Et maintenant l’économie du chemin. Si nous regardons l’expérience de Jésus et des premiers disciples, c’est celle du « fils de l’homme qui ne sait pas où poser sa tête » (Lc 9). L’une des plus anciennes façons de décrire les chrétiens était : « ceux qui sont sur la route ». Et lorsque François d’Assise, qui nous est si cher, a commencé sa révolution en partie économique au nom du seul l’Évangile, il est devenu mendiant, vagabond : il s’est mis à marcher, quittant la maison de son père Bernardone. Quel chemin, alors, pour ceux qui veulent renouer avec les racines ? Le chemin des pèlerins a toujours été risqué, fait de confiance et de vulnérabilité. Celui qui l’entreprend doit rapidement reconnaître sa dépendance à l’égard des autres tout au long du chemin : de la même façon, vous le comprenez, l’économie est tributaire d’autres disciplines et d’autres savoirs.
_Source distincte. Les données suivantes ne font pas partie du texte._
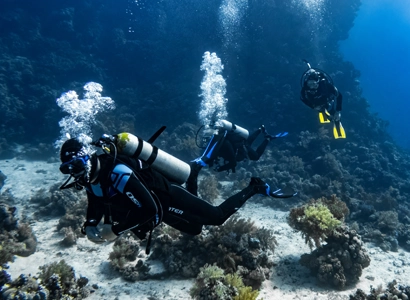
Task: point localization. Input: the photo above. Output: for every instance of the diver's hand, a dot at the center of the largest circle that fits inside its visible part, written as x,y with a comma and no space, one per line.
93,234
337,116
107,233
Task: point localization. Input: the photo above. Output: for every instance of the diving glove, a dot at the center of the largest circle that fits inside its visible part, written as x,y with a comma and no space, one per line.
259,186
93,234
107,233
337,116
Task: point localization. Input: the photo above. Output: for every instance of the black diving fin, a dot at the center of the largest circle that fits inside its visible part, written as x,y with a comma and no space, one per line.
338,130
280,193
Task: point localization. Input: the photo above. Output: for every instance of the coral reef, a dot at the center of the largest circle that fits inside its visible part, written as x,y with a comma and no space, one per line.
394,291
59,279
55,202
212,283
340,262
16,238
340,256
236,246
318,219
56,281
125,251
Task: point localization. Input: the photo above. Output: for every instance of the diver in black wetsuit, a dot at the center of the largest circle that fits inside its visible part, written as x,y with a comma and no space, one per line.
319,93
231,147
134,197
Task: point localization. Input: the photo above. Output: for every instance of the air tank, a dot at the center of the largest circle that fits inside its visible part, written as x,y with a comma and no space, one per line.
235,128
171,167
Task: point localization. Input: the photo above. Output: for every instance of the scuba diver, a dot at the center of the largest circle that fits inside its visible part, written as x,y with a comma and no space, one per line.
130,194
3,178
230,143
319,93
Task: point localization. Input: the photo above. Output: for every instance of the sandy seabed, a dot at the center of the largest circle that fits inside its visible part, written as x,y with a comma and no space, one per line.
289,280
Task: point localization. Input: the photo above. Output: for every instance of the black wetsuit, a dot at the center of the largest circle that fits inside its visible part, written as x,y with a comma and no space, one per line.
135,198
234,148
325,97
229,146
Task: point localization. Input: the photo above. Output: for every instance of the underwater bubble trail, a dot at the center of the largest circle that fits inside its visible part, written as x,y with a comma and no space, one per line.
81,112
213,86
231,13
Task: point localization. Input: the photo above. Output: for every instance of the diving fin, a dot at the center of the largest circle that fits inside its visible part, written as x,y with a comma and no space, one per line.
324,117
338,131
279,193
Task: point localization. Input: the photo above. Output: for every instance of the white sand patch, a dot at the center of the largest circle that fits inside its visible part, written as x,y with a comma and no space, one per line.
289,279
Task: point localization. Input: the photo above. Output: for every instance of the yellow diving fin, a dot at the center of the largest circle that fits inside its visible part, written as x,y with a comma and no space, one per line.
338,131
323,118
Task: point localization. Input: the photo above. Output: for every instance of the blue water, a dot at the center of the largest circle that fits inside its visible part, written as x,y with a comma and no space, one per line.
379,46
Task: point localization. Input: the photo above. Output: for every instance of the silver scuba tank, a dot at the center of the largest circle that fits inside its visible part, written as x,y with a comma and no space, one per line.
171,167
235,128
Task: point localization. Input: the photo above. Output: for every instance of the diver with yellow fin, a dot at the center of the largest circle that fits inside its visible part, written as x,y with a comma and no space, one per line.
319,93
Et comme le pèlerin sait que son voyage sera poussiéreux, vous savez que le bien commun exige un engagement qui vous salit les mains. Seules des mains sales peuvent changer la terre : la justice se vit, la charité s’incarne et, solidaires dans ces défis, il vous faut persévérer avec courage. Être des économistes et des entrepreneurs « de François » aujourd’hui signifie nécessairement être des femmes et des hommes de paix : ne pas se résigner, œuvrer pour la paix.
Chers jeunes, n’ayez pas peur des tensions et des conflits, essayez de les habiter et de les humaniser, chaque jour. Je vous confie la tâche de garder la maison commune et d’avoir le courage du voyage.
C’est difficile, mais je sais que vous pouvez le faire parce que vous le faites déjà. Je sais qu’il faut du temps pour voir fructifier vos efforts et partager vos rêves au sein de vos Églises et parmi les réalités économiques des territoires que vous habitez. La réalité semble déjà configurée, souvent aussi imperméable qu’un sol sur lequel il n’a pas plu depuis trop longtemps. Faites preuve de patience et d’ingéniosité pour vous faire connaître et établir progressivement des liens plus stables et plus fructueux. Le désir d’un monde nouveau est plus répandu qu’il n’y paraît. Ne vous refermez pas sur vous-mêmes : les oasis dans le désert sont des lieux auxquels tout le monde doit avoir accès, des carrefours où s’arrêter et d’où l’on peut repartir différent. Restez donc ouverts et cherchez avec détermination et enthousiasme vos collègues, vos évêques, vos concitoyens. Et en cela, je le répète, que les pauvres soient avec vous. Donnez une voix et une forme à un peuple, parce que l’application concrète de l’économie et des solutions que vous étudiez et expérimentez concernent la vie de tous. Il y a plus de place pour vous qu’il n’y paraît aujourd’hui. Je vous demande donc de rester activement unis, en construisant sur des questions opérationnelles de véritables ponts entre les continents, qui sortiront définitivement l’humanité de l’ère coloniale et de l’inégalité. Donnez des visages, des contenus et des projets à une fraternité universelle. Soyez des pionniers de la vie économique et entrepreneuriale du développement humain intégral.
Je vous fais confiance, et n’oubliez jamais : je vous aime beaucoup.